Unitarian Universalist Fellowship of Charlotte County
Wonder and Awe
Rev. Samuel A. Trumbore April 13, 1997

Opening Words

Why am I always surprised
when you tap me on the shoulder
and steal my breath as I look up
and lose myself in a cloudless starry night?
The impossible distances and the infinite emptiness
bring a gentle shiver as the earth radiates into space.
The universe is more than my imagination can bear
yet in the witnessing of meteoric streak I am comforted.
I reach for a handful of black loam and feel my immortality.

Come let us join together in the celebration of life.

READINGS

Night Train by Sue Matheson[1]

One hot and worried night,
When finally convinced
Healing sleep was not found
In fretful tossing of bedclothes,
I arose, dressed and walked alone
The midnight streets of town.

Slowly waking as I walked,
As if called, I came upon
The waiting railway station.
Harsh lights echoed from hard walls
Throwing razor shadows at the floor
In this temple to destinations.

From the tracks a level down
A sigh, a scent, a sense, a sound,
Drew me toward the platform stairs.
By cold handrail and gritty step
Into a cooler, darker, deeper realm
I descended to the cavern there.

Laid before me on the rails
A train awaited those to come,
A silver river of golden light.
Its engine longed to be away,
The headlamp probed the dark beyond,
Cyclops stabbing at the night.

I too longed to be away
And leave all cares and bonds
Behind like baggage at the gate.
Bonds that snare like spider's webs
Seem so thin, so airy light,
Yet transfix you with their weight.

I've calculated the exact fare
To that night train's farthest point,
And hidden it in my volume of Moliere.
I cannot say if I'd really go,
But I sleep so much better now,
Knowing that it's there.

Night Blooming Flowers by Katha Pollitt

In the vacant lot behind the hospital
where rainbeaten trash, smashed bottles, gutted bedsprings
sprawl in a flyblown drowse among cinders and slag

how suddenly
dusk takes on strangeness that is more
than blue air and the blue

transient aspect of things.
Look at the ground now, how it pales and glows
as one by one, night wakers--

catchfly, dame's violet, evening lychnis (lik-nis)--
petal by petal unfold their secret hearts
and lift to the moon a whiteness like the moon.

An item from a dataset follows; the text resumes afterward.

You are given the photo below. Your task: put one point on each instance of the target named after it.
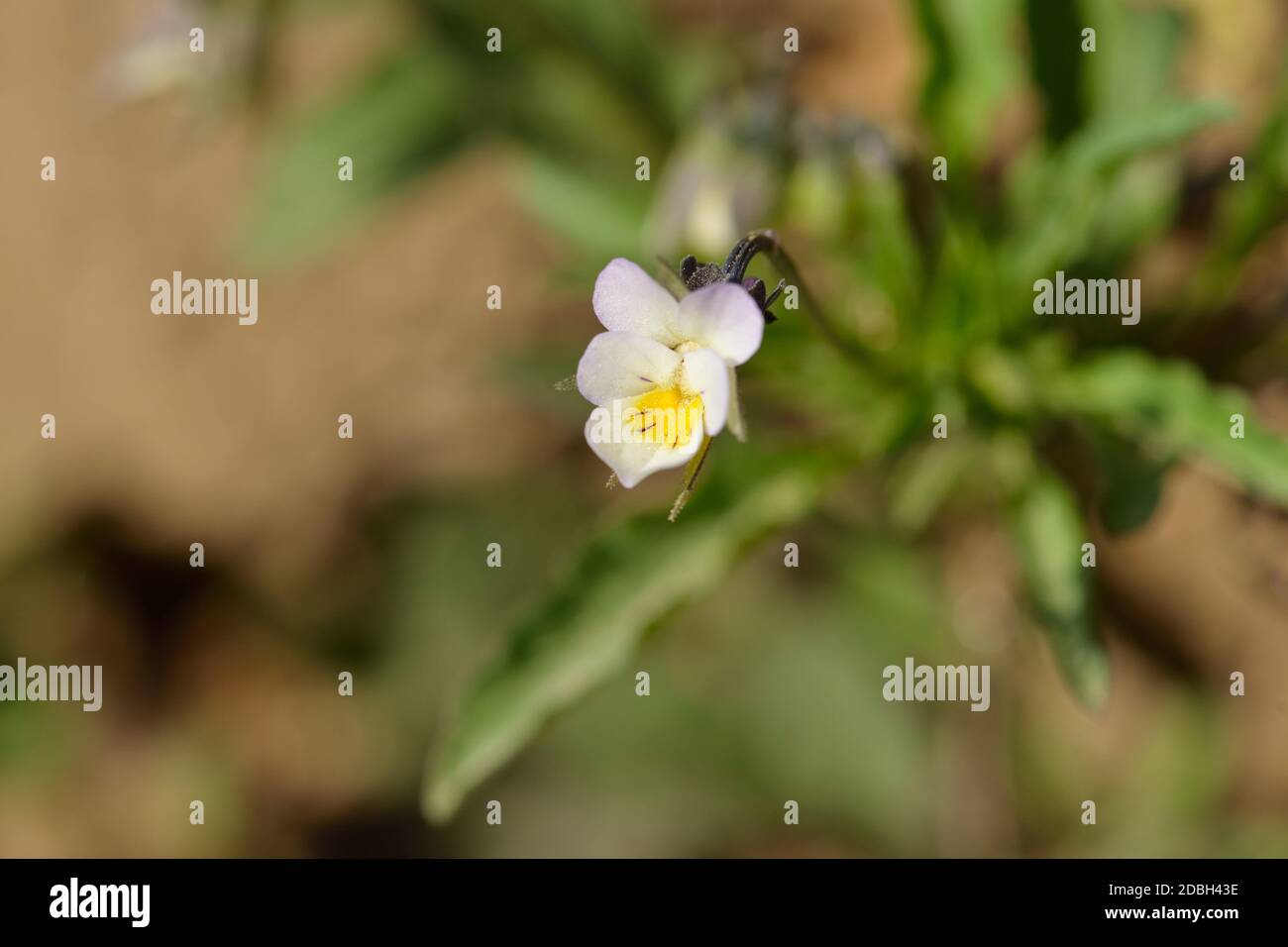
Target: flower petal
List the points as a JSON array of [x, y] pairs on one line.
[[621, 365], [722, 317], [707, 373], [735, 424], [629, 300], [630, 458]]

Why does such candor move me
more than these failed acres?
I have cherished my refusals.

I have loved them
as if they were love, I stand,
as in the nineteeth-century photograph

the women of the house, four generations
in formal black, as for a great reception,
stood breathless, hushed in the shadowy conservatory

while under its glass dome
the night blooming cereus (sir-e-us)
strained its whole being to an inward rhythm

stiffened its thick stalk
and pulsed out its one flower
huge, fleshy, heavy-scented, glowing, green . . .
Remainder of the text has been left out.